You can remove nonprintable characters using a character class:
re.sub(r'[\x00-\x08\x0b\x0c\x0e-\x1f\x7f-\xff]', '', text)
Example:
>>> re.sub(r'[\x00-\x1f\x7f-\xff]', '', ''.join(map(chr, range(256))))
' !"#$%&\'()*+,-./0123456789:;<=>?#ABCDEFGHIJKLMNOPQRSTUVWXYZ[\\]^_`abcdefghijklmnopqrstuvwxyz{|}~'
Your only real problem is that backslashes are tricky. In a string, a backslash might be treated specially; for example \t would turn into a tab. Since \+ isn't special in strings, the string was actually what you expected. So then the regular expression compiler looked at it, and \+ in a regular expression would just be a plain + character. Normally the + has a special meaning ("1 or more instances of the preceding pattern") and the backslash escapes it.
The solution is just to double the backslash, which makes a pattern that matches a single backslash.
I put the pattern into r'', to make it a "raw string" where Python leaves backslashes alone. If you don't do that, Python's string parser will turn the two backslashes into a single backslash; just as \t turns into a tab, \\ turns into a single backslash.
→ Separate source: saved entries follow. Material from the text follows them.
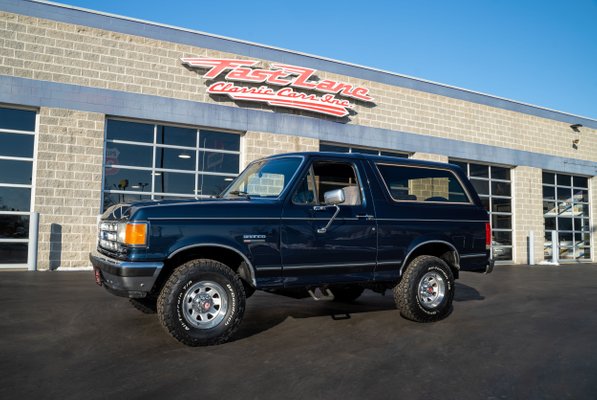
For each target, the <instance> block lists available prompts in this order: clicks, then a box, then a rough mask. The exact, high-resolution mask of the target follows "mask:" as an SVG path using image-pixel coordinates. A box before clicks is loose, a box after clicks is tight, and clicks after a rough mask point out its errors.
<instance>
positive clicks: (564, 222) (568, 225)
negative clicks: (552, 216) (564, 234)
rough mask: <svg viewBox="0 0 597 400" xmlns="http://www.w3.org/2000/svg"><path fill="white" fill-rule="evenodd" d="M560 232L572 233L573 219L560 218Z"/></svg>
mask: <svg viewBox="0 0 597 400" xmlns="http://www.w3.org/2000/svg"><path fill="white" fill-rule="evenodd" d="M558 230H559V231H560V234H561V231H571V230H572V218H564V217H560V218H558Z"/></svg>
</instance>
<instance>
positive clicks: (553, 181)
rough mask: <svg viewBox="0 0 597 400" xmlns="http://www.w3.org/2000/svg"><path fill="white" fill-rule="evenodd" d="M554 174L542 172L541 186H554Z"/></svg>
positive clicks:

So, use a raw string and put exactly what you want the regular expression compiler to see.
Also, a better pattern would be: backslash, then an x, then 1 or more instances of the character class matching a hex character. I rewrote the pattern to this.
import re
s = r'+\x01+'
escape_char = re.compile(r'\\x[0123456789abcdef]+')
s = re.sub(escape_char, " ", s)
Instead of using a raw string, you could use a normal string and just be very careful with backslashes. In this case we would have to put four backslashes! The string parser would turn each doubled backslash into a single backslash, and we want the regular expression compiler to see two backslashes. It's easier to just use the raw string!
Also, your original pattern would remove zero or more hex digits. My pattern removes one or more. But I think it is likely that there will always be exactly two hex digits, or perhaps with Unicode maybe there will be four. You should figure out how many there can be and put a pattern that ensures this. Here's a pattern that matches 2, 3, or 4 hex digits:
escape_char = re.compile(r'\\x[0123456789abcdef]{2,4}')
And here is one that matches exactly two or exactly four. We have to use a vertical bar to make two alternatives, and we need to make a group with parentheses. I'm using a non-matching group here, with (?:pattern) instead of just (pattern) (where pattern means a pattern, not literally the word pattern).
escape_char = re.compile(r'\\x(?:[0123456789abcdef]{2,2}|[0123456789abcdef]{4,4})')
Here is example code. The bullet sequence is immediately followed by a 1 character, and this pattern leaves it alone.
import re
s = r'+\x011+'
pat = re.compile(r'\\x(?:[0123456789abcdef]{2,2}|[0123456789abcdef]{4,4})')
s = pat.sub("#", s)
print("Result: '%s'" % s)
This prints: Result: '+#1+'
NOTE: all of this is assuming that you actually are trying to match a backslash character followed by hex chars. If you are actually trying to match character byte values that might or might not be "printable" chars, then use the answer by #nneonneo instead of this one.
If you're working with 8-bit char values, it's possible to forgo regex's by building some simple tables beforehand and then use them inconjunction with str.translate() method to remove unwanted characters in strings very quickly and easily:
import random
import string
allords = [i for i in xrange(256)]
allchars = ''.join(chr(i) for i in allords)
printableords = [ord(ch) for ch in string.printable]
deletechars = ''.join(chr(i) for i in xrange(256) if i not in printableords)
test = ''.join(chr(random.choice(allords)) for _ in xrange(10, 40)) # random string
print test.translate(allchars, deletechars)
not enough reputation to comment, but the accepted answer removes printable characters as well.
s = "pörféct änßwer"
re.sub(r'[\x00-\x08\x0b\x0c\x0e-\x1f\x7f-\xff]', '', s)
'prfct nwer'
For non-English strings, please use answer https://stackoverflow.com/a/62530464/3021668
import unicodedata
''.join(c for c in s if not unicodedata.category(c).startswith('C'))
'pörféct änßwer'